Integrated Coastal Sciences Curriculum Committee


The Integrated Coastal Sciences Curriculum Committee for the degree will have broad campus representation including six members each, with three active members in natural sciences, and three active members in social and health sciences. Two members of each of those committees will be from within the Department of Coastal Studies.

Dissertation Proposal Defense


Prior to the preparation of the dissertation, students are required to prepare and defend before their doctoral advisory committee a proposal that provides a literature review of the topic proposed for study; a statement of the objectives and hypotheses or research questions guiding the study; a description of the proposed methodology; and a statement about the contribution the proposed project will make to a compelling coastal problem.

The dissertation proposal must be written in consultation with the dissertation committee, and be no more than 30 double spaced pages in length. The dissertation proposal must be approved by the doctoral advisory committee prior to preparation of the doctoral dissertation itself. The proposal defense presentation is open to the university community at large. Essentially, the proposal defense is the opportunity for the student to demonstrate that they are knowledgeable about coastal matters in general and more specifically, adequately prepared to undertake their proposed research.

Doctoral Dissertation


Each doctoral student is to write and successfully defend orally, a dissertation of high quality, representing original and meaningful interdisciplinary research that contributes to the literature in the field of integrative coastal sciences.
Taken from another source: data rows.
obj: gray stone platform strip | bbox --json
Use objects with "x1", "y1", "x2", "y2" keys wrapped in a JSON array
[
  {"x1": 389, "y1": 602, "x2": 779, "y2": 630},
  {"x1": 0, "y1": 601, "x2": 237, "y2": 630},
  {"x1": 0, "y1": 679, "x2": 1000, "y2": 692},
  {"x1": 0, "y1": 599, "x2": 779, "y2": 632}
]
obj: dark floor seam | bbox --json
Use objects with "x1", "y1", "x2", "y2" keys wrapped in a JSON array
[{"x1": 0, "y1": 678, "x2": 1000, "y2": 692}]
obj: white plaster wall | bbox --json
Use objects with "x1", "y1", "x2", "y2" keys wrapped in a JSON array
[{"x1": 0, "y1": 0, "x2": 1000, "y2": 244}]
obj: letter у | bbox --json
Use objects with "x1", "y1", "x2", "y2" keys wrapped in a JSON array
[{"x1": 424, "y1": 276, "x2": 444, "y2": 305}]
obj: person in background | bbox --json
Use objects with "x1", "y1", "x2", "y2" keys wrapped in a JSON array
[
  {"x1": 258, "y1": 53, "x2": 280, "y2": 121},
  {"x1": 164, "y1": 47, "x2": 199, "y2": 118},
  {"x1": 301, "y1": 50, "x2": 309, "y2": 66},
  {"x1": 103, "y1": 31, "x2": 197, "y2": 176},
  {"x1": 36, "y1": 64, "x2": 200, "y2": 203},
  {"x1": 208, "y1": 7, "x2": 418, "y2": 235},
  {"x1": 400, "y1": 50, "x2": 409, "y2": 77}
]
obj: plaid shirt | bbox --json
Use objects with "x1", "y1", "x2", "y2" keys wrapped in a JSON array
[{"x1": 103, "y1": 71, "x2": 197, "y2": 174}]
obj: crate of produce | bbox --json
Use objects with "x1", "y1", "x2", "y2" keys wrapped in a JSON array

The content of the dissertation is the responsibility of the student. It is essential that the dissertation be written so that it is accessible to an interdisciplinary audience. The student’s dissertation must represent study in both a primary and a secondary concentration area, with one of those being natural sciences (coastal ecology, coastal geosciences) or social science (coastal economics, maritime history, and coastal human dimensions).

The student shall submit preliminary drafts of the dissertation to the members of the doctoral advisory committee. The committee members, either separately or jointly, should advise the student as to how the dissertation might be improved. The committee should keep in mind that the student may receive conflicting advice and should allow maximum freedom for the student’s judgment to operate. A final draft of the students dissertation proposal must be approved by the committee and the program director (via signatures on the Advancement to Candidacy Form).

When in the judgment of the advisory committee, the dissertation is essentially complete and defensible, the student, in consultation with the committee chair, members, and program director shall schedule a formal presentation of the research open to the public. Upon completion of the public presentation, the student will defend the dissertation before the committee. Upon satisfactory completion of this oral defense and appropriate modifications of the dissertation manuscript and their assessment, the committee and the program director will sign and submit to the Dean of the Graduate School certification that the student has completed the requirements to receive the doctoral degree.

Other


In addition to course requirements, students are expected to participate in scholarly activities, such as experience as teaching assistants and involvement in university-wide seminars (e.g. Going Coastal Interdisciplinary Seminar Series) and assist with regional ocean sciences bowl games (e.g. Bule Heron Bowl). Such activities should be considered as components of the overall program of study.